The Land Rover struck the guardrail with an awful, crunching thud.
Allie gave a frightened cry as she was thrown forward against the seatbelt.
The guardrail bent but didn’t give way. The force of the impact broke their spin. The vehicle swerved left, then right, and then the driver had control at last.
‘We’re good,’ he announced, relief evident in his voice.
With her heart still thudding in her ears, Allie sagged back in her seat. But Nathaniel’s cars were still all around them.
The guard pointed to the left. ‘There! Take that exit.’
Looking where he indicated, Allie saw an exit ramp looming.
‘Roger that,’ the driver muttered.
He waited until the last second, then turned the wheel and accelerated hard. They hurtled off the motorway at incredible speed.
Craning her neck, Allie looked through the rear window. Nathaniel’s cars had overshot the exit. It would cost them valuable seconds to backtrack and follow.
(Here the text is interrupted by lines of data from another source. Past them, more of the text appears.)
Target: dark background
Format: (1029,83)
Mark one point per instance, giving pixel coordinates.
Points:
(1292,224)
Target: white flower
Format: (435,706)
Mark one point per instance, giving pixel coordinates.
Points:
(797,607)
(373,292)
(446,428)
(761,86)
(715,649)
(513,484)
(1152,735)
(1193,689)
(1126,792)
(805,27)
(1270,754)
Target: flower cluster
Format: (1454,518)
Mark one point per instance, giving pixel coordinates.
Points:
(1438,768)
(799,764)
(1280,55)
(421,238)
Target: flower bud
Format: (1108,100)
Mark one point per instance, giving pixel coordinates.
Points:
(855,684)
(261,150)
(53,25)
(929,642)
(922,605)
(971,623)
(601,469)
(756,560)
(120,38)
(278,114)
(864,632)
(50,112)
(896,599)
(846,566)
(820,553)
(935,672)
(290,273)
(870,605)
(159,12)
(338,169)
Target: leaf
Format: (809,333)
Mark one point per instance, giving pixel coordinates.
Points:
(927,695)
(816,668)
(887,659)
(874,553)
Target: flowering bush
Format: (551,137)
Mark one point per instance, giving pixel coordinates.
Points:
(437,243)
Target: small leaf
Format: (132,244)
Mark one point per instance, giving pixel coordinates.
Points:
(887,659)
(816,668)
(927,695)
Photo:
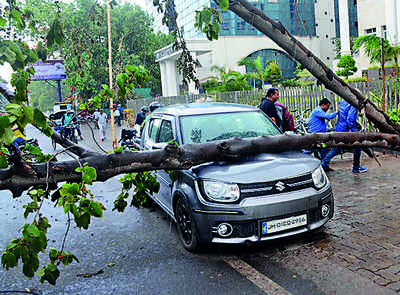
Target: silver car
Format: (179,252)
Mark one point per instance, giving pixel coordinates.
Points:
(252,199)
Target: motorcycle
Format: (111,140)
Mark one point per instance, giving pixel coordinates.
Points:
(129,139)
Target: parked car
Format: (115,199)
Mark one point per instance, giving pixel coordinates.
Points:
(252,199)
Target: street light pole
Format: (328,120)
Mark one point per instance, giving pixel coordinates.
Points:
(383,73)
(110,74)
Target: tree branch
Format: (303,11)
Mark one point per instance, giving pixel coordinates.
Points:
(277,32)
(174,157)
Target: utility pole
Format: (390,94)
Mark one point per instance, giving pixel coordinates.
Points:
(110,74)
(383,74)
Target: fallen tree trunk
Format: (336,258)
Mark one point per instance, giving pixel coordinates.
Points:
(277,32)
(174,157)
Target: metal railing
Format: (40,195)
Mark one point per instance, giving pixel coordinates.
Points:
(299,98)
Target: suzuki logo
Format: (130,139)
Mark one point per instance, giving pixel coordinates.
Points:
(280,186)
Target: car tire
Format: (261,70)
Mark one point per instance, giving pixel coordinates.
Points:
(149,203)
(186,227)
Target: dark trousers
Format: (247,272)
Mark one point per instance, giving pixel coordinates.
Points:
(336,151)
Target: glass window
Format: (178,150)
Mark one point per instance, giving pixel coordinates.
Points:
(153,129)
(166,133)
(197,128)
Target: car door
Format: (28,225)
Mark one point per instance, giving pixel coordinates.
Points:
(159,132)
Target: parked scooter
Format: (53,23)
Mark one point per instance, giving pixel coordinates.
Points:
(128,139)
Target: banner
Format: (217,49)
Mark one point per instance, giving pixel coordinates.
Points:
(50,70)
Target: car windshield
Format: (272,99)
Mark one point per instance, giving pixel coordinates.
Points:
(211,127)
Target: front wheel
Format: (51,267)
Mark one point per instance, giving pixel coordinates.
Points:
(186,226)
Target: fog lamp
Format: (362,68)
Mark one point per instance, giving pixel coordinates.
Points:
(224,229)
(325,210)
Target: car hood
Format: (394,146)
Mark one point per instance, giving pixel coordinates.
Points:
(258,168)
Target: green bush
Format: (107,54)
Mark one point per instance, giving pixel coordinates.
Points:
(357,79)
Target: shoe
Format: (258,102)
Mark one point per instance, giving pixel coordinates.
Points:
(327,169)
(359,169)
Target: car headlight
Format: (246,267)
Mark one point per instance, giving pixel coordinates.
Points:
(319,177)
(220,191)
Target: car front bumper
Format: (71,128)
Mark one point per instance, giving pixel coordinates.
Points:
(246,218)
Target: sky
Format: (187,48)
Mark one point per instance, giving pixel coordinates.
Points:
(141,3)
(5,71)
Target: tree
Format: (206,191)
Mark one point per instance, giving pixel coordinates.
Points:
(372,47)
(273,72)
(85,50)
(41,177)
(227,81)
(258,72)
(278,33)
(347,63)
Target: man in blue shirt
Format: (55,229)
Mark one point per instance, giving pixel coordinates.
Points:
(268,106)
(347,122)
(317,122)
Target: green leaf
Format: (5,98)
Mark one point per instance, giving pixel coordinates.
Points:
(39,118)
(10,55)
(3,162)
(91,172)
(28,269)
(30,231)
(14,109)
(2,22)
(95,209)
(8,260)
(53,254)
(41,272)
(119,150)
(224,4)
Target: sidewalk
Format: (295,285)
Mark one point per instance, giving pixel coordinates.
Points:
(358,252)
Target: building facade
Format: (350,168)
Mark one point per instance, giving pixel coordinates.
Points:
(312,22)
(380,18)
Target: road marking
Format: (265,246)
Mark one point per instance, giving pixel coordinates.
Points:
(254,276)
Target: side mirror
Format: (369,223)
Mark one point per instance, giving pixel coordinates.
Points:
(159,146)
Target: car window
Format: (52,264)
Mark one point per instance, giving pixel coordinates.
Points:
(211,127)
(166,134)
(153,129)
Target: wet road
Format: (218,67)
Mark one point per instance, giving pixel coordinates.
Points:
(139,252)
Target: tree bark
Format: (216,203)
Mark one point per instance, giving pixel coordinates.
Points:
(277,32)
(174,157)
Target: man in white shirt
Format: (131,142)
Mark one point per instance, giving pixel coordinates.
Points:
(102,124)
(96,119)
(117,117)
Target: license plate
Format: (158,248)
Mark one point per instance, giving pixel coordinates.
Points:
(273,226)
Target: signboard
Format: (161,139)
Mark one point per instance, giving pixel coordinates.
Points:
(50,70)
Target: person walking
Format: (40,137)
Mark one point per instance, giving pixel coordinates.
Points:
(140,117)
(96,119)
(117,116)
(268,106)
(317,123)
(347,122)
(102,124)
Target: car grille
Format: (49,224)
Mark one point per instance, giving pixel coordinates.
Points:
(243,230)
(276,186)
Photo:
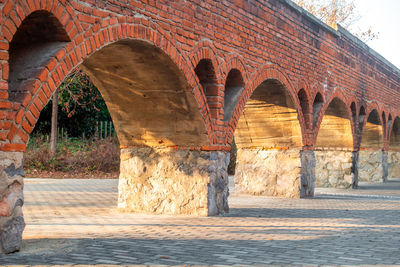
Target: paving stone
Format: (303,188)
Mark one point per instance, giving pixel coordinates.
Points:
(76,222)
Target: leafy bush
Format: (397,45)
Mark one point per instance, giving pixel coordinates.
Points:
(80,106)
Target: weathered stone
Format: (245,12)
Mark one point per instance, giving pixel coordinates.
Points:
(11,200)
(385,170)
(268,172)
(11,234)
(393,164)
(334,168)
(170,181)
(370,167)
(308,162)
(354,169)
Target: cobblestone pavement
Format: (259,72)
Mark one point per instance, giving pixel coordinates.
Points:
(76,222)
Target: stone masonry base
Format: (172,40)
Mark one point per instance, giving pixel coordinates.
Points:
(371,166)
(274,172)
(393,164)
(12,222)
(170,181)
(333,168)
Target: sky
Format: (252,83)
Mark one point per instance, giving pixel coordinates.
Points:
(384,17)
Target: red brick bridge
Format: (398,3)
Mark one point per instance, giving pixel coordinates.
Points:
(304,103)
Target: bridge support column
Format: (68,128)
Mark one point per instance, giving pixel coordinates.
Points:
(334,168)
(372,166)
(286,173)
(354,168)
(173,181)
(12,222)
(393,164)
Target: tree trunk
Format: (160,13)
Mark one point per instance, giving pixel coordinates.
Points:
(54,116)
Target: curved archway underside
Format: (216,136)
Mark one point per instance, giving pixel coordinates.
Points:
(147,96)
(394,143)
(268,138)
(335,129)
(269,119)
(37,40)
(335,138)
(372,164)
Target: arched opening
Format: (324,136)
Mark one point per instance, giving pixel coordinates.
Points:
(147,96)
(317,104)
(361,117)
(334,147)
(372,135)
(206,74)
(268,139)
(394,150)
(353,111)
(370,156)
(160,129)
(37,40)
(303,99)
(233,88)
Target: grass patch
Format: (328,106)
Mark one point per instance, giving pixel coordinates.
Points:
(75,157)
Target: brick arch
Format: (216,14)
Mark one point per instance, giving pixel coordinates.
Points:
(204,50)
(347,103)
(304,98)
(232,61)
(264,73)
(394,138)
(370,107)
(16,11)
(72,56)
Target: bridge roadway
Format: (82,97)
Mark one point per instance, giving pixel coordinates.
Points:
(76,222)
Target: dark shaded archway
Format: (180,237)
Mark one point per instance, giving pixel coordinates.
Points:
(370,167)
(334,147)
(208,80)
(36,42)
(394,150)
(268,137)
(233,88)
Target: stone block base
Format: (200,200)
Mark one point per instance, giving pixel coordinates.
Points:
(170,181)
(269,172)
(371,167)
(393,164)
(12,222)
(333,168)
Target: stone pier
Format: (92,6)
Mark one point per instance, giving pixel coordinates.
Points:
(393,164)
(334,168)
(12,221)
(372,166)
(274,172)
(171,181)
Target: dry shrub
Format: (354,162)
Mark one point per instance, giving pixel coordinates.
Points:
(74,156)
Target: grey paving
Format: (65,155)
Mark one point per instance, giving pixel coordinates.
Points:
(76,222)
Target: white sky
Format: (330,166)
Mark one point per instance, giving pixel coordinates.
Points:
(384,17)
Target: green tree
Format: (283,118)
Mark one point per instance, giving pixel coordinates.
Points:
(343,12)
(80,107)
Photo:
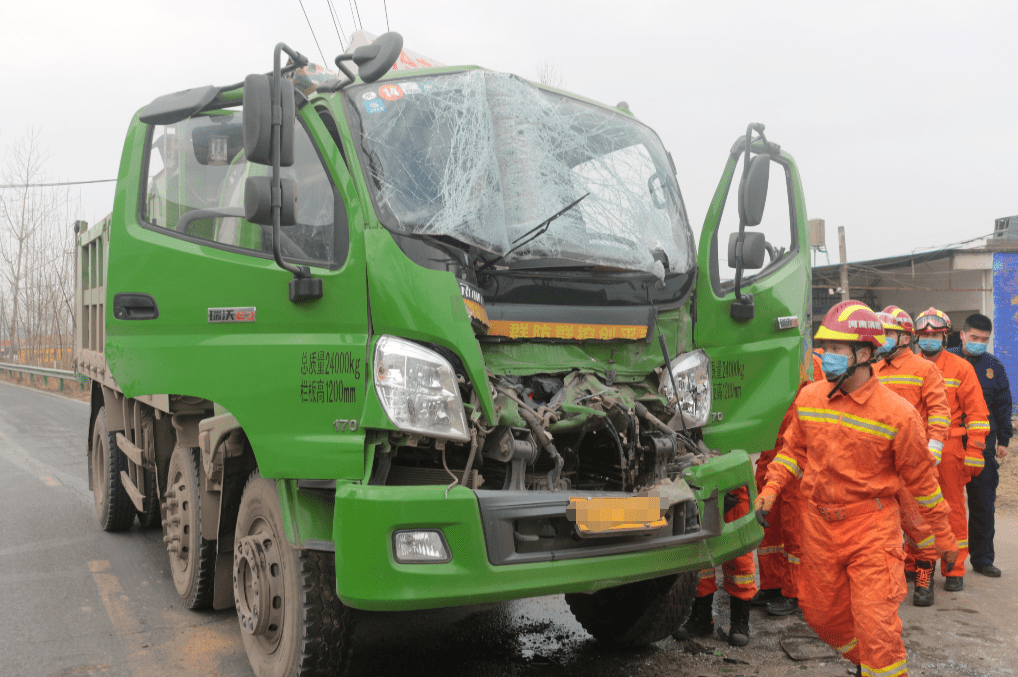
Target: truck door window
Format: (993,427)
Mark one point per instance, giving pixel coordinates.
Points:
(200,164)
(778,226)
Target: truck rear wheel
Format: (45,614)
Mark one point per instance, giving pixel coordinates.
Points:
(636,614)
(113,506)
(192,559)
(291,620)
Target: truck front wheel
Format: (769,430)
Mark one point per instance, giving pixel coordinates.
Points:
(636,614)
(113,506)
(291,619)
(192,559)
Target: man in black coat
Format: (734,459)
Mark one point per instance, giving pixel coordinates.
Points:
(982,488)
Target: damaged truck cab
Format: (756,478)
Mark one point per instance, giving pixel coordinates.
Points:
(440,339)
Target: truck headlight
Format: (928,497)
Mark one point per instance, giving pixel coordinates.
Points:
(417,390)
(692,378)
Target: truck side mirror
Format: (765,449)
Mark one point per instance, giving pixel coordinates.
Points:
(376,59)
(753,250)
(752,190)
(258,121)
(258,201)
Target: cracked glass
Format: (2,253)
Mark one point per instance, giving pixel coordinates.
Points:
(485,158)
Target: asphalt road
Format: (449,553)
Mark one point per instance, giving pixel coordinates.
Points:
(75,601)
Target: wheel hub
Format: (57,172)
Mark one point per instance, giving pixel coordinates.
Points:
(176,543)
(257,587)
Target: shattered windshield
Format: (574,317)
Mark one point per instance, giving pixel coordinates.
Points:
(486,158)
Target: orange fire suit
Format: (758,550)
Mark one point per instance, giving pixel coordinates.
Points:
(740,573)
(780,553)
(920,384)
(962,460)
(852,453)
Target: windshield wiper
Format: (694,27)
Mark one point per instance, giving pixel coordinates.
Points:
(532,234)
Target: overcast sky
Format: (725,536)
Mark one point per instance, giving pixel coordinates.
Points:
(901,115)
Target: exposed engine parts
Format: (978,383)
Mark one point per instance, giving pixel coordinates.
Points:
(553,433)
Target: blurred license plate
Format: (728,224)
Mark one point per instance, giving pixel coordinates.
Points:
(611,516)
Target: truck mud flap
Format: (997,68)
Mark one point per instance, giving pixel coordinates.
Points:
(525,526)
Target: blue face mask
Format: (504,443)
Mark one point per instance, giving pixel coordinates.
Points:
(888,346)
(834,365)
(974,348)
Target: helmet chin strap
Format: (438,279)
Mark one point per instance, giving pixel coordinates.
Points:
(873,357)
(944,342)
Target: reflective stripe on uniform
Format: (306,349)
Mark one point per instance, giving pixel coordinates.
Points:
(901,379)
(930,500)
(847,647)
(899,668)
(848,420)
(789,463)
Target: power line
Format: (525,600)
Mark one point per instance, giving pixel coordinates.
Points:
(43,185)
(353,16)
(335,22)
(359,22)
(313,31)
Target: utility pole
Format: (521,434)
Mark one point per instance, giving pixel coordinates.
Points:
(844,264)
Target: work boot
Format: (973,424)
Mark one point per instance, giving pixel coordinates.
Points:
(764,597)
(700,621)
(923,596)
(738,634)
(784,607)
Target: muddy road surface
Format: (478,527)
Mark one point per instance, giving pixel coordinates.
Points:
(78,602)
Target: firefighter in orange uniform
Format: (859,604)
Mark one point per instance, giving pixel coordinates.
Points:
(962,455)
(740,583)
(853,443)
(919,383)
(780,552)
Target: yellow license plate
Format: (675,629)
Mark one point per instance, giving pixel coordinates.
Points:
(609,516)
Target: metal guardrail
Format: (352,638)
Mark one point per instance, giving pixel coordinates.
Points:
(33,372)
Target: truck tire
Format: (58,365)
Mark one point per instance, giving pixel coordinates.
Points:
(113,506)
(636,614)
(291,619)
(192,559)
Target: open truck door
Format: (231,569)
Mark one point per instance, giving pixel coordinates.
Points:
(753,300)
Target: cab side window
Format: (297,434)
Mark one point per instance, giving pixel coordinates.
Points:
(778,226)
(195,184)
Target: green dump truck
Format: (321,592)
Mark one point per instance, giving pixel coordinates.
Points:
(433,337)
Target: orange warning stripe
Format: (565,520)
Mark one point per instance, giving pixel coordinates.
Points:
(566,331)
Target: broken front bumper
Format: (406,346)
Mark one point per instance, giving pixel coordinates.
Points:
(510,545)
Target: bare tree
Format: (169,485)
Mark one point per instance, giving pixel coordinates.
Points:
(549,74)
(36,259)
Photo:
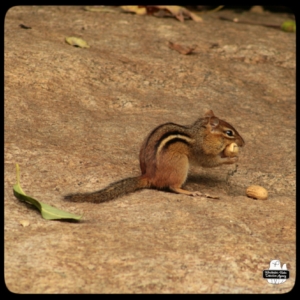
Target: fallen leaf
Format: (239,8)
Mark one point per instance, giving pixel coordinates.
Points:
(182,49)
(135,9)
(24,223)
(48,212)
(77,42)
(178,12)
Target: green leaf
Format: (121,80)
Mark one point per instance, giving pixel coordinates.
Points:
(48,212)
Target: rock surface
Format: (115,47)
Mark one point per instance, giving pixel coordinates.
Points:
(75,119)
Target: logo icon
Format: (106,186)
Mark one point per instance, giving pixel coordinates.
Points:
(276,274)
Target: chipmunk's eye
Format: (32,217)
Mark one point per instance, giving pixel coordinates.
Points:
(229,132)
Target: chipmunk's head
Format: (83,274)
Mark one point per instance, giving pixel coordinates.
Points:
(222,130)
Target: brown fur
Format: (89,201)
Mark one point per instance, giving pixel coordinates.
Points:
(166,154)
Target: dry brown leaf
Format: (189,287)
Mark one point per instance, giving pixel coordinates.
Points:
(77,42)
(178,12)
(182,49)
(135,9)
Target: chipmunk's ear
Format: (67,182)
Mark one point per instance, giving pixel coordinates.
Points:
(209,114)
(214,122)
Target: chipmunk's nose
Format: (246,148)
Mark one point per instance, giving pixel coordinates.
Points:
(240,142)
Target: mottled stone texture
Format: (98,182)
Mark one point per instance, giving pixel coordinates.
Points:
(75,119)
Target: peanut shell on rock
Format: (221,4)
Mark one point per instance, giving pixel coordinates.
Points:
(257,192)
(231,150)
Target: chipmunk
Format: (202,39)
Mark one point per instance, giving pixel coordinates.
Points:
(166,154)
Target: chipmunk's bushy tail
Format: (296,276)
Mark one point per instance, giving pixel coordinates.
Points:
(114,190)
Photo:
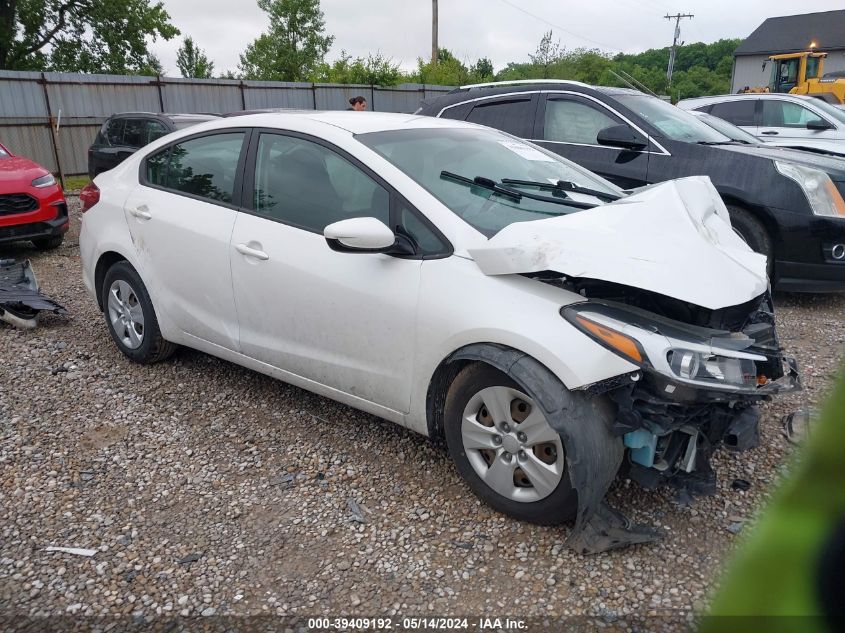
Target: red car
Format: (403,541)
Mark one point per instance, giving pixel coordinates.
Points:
(32,204)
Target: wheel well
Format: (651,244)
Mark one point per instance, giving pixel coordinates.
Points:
(758,214)
(498,356)
(106,261)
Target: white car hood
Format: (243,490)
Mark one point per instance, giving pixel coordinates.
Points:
(673,238)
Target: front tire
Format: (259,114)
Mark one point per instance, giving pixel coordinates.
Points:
(48,243)
(505,449)
(130,316)
(752,231)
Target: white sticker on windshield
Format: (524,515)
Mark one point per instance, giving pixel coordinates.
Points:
(526,151)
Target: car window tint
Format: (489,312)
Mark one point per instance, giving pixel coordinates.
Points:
(737,112)
(571,121)
(514,116)
(114,132)
(155,129)
(205,166)
(308,185)
(786,114)
(156,168)
(134,134)
(426,240)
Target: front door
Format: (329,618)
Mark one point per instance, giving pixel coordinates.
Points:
(345,320)
(569,124)
(784,120)
(181,218)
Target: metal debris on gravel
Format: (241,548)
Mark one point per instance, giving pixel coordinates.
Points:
(186,451)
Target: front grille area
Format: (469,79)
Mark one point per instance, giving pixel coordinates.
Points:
(13,203)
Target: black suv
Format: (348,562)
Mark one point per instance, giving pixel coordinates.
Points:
(786,204)
(124,134)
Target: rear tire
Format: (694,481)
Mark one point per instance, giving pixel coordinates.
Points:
(752,231)
(48,243)
(505,449)
(130,316)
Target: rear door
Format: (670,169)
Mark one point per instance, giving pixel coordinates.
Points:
(181,217)
(514,114)
(568,124)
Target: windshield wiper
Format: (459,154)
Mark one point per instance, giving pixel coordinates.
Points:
(562,186)
(495,187)
(484,183)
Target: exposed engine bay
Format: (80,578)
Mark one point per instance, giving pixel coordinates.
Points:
(697,391)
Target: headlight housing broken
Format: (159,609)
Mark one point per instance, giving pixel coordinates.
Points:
(695,356)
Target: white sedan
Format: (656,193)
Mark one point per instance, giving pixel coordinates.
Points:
(455,280)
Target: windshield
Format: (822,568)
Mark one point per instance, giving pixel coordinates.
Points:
(435,158)
(671,121)
(728,129)
(833,111)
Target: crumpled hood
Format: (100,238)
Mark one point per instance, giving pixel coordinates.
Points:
(672,238)
(17,169)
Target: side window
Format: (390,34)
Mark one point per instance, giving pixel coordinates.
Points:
(155,129)
(786,114)
(306,184)
(114,132)
(205,166)
(571,121)
(739,112)
(156,168)
(514,116)
(134,133)
(426,240)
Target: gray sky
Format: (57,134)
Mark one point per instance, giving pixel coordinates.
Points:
(502,30)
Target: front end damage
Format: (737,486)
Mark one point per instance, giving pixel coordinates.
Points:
(701,375)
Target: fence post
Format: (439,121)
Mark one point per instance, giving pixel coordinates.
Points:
(160,95)
(53,134)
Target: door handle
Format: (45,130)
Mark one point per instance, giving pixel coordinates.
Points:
(141,212)
(243,249)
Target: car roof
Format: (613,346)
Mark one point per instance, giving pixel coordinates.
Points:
(173,116)
(349,120)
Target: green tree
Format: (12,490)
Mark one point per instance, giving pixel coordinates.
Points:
(102,36)
(548,54)
(375,70)
(293,47)
(150,68)
(482,70)
(192,61)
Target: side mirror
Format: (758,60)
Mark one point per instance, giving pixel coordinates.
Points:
(818,124)
(359,235)
(621,136)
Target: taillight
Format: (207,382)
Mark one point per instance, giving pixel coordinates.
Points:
(89,196)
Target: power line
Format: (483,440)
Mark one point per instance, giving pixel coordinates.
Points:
(560,28)
(677,17)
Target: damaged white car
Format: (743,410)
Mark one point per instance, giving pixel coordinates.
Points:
(459,282)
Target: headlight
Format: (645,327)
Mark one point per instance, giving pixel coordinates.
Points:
(698,366)
(683,354)
(44,181)
(821,193)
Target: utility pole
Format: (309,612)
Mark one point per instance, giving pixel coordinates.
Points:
(677,19)
(433,32)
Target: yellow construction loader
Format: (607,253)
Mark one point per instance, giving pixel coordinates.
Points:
(803,74)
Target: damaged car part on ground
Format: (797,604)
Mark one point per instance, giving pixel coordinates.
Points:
(455,280)
(21,301)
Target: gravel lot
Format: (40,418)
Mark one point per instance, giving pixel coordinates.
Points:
(207,488)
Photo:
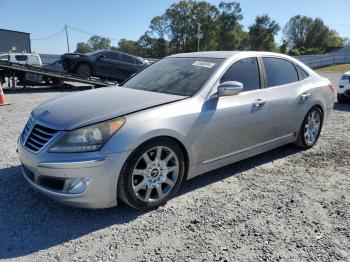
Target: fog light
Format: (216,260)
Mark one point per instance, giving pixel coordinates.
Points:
(77,185)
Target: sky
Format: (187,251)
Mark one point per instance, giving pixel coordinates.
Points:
(130,18)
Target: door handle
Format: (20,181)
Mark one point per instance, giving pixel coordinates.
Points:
(305,96)
(259,102)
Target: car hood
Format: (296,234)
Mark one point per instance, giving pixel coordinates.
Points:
(89,107)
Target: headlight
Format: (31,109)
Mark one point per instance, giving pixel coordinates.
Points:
(86,139)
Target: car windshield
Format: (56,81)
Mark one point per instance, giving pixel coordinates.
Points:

The driver must have thought the same thing, because he sped through a red light and tore around a roundabout before turning on to a dark country road. Allie kept her eyes on the road behind them – no headlights followed. With an audible exhale, she turned to the front.
The lane was so narrow and winding, it was impossible to get up much speed but the driver did the best he could.
From the passenger seat, the guard relayed the directions coming through his earpiece. ‘Left. Right at the next exit. Here. NO! Here. Down that lane…’
Clearly, someone was tracking their progress by satellite and providing a safe route. Allie found this oddly comforting. They weren’t entirely alone out here in the dark.